Implementing Flash Attention

This article is targeted towards people with good understanding of Machine Learning and Attention, who are new to Triton, Flash Attention or GPU programming.

May 18, 2025

Understanding the Fundamentals

What is Flash Attention?

Flash Attention is a memory-efficient algorithm that speeds up attention computation by reducing data transfers between GPU Memory hierarchies. This is achieved by restructuring attention calculations into smaller blocks that fit in fast SRAM, reducing memory bottlenecks and making training of larger models with longer sequences possible.

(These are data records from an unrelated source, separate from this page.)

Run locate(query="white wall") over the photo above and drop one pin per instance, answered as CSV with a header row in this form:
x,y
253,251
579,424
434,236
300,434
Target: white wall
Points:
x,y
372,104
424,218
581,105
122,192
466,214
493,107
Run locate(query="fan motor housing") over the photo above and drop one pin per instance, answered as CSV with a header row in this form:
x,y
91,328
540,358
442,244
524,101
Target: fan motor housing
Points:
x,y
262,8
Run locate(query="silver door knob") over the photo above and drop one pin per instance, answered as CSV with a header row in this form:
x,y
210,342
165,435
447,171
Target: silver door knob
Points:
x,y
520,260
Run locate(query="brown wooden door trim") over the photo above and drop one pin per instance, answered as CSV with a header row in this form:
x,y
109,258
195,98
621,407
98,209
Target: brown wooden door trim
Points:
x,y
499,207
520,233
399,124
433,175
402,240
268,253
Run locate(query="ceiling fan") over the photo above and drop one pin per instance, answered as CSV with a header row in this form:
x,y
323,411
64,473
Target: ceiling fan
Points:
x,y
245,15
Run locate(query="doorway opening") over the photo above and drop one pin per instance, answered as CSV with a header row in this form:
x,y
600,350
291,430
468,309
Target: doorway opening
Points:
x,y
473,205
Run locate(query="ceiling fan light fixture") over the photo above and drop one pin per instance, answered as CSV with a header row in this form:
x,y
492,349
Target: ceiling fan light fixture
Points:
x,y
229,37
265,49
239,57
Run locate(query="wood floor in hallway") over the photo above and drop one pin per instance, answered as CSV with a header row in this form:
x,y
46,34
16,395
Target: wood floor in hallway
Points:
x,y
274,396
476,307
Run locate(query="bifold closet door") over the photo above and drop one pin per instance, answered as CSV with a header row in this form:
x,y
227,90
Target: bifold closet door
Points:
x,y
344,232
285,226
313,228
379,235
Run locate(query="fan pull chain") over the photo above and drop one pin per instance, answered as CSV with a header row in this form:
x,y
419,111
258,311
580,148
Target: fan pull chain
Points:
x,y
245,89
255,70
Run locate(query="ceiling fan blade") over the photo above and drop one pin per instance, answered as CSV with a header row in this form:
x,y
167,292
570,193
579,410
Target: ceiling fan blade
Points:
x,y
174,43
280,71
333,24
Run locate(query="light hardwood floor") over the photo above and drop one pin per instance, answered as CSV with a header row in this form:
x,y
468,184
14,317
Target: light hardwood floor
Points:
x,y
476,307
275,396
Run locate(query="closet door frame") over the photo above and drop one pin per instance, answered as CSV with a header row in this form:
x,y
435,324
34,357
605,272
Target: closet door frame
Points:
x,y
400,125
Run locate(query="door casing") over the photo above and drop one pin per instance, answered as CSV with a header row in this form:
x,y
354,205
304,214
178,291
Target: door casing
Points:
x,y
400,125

source: Fig. 1 of the FlashAttention paper by Tri Dao et al. https://arxiv.org/pdf/2205.14135

Flash Attention consists of two primary optimization parts:

First, we use mathematical operations to reformulate the equations of the Softmax formula, reducing the required global memory reads and writes from three steps to just two, which significantly improves computational efficiency. We call this online softmax. This is done by tracking the maximum value in each row and updating the normalizing factor when a new maximum is found. When a new maximum is encountered, we multiply all previous partial sums by e^(previous_max - new_max).

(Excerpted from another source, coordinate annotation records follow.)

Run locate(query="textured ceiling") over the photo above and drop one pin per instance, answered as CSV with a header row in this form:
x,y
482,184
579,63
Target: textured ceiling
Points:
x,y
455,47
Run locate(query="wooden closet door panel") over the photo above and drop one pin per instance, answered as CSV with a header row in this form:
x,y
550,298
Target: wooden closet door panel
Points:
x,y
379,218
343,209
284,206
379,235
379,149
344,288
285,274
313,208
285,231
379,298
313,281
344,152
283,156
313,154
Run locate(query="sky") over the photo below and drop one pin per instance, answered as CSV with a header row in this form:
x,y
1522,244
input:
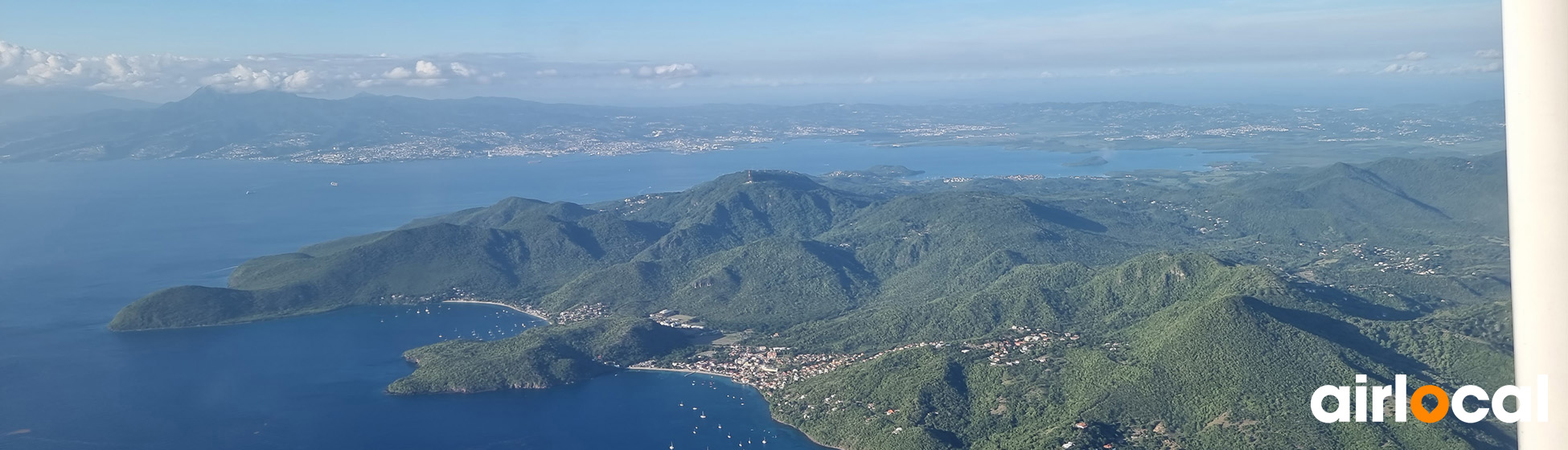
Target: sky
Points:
x,y
1327,52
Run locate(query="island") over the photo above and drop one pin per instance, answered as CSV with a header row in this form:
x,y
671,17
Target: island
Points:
x,y
874,311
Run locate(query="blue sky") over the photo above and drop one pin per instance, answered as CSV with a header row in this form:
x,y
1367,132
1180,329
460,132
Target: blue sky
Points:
x,y
684,52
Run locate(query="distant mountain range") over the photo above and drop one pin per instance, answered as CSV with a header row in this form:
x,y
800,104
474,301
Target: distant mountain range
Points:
x,y
1203,309
369,129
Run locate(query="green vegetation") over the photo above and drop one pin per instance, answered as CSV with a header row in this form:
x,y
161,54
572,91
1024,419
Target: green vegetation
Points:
x,y
536,358
1205,308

Second, we optimize the matrix multiplication through parallelization using Block Matrix Multiplication. This technique divides the Query, Key, Value, and Output Matrices into blocks of power-of-2 sizes. As the Softmax is applied in each block independently, we need to recalculate the Softmax for the whole row after Q and K^T block multiplication. This operation can be improved if instead we used the online Softmax algorithm.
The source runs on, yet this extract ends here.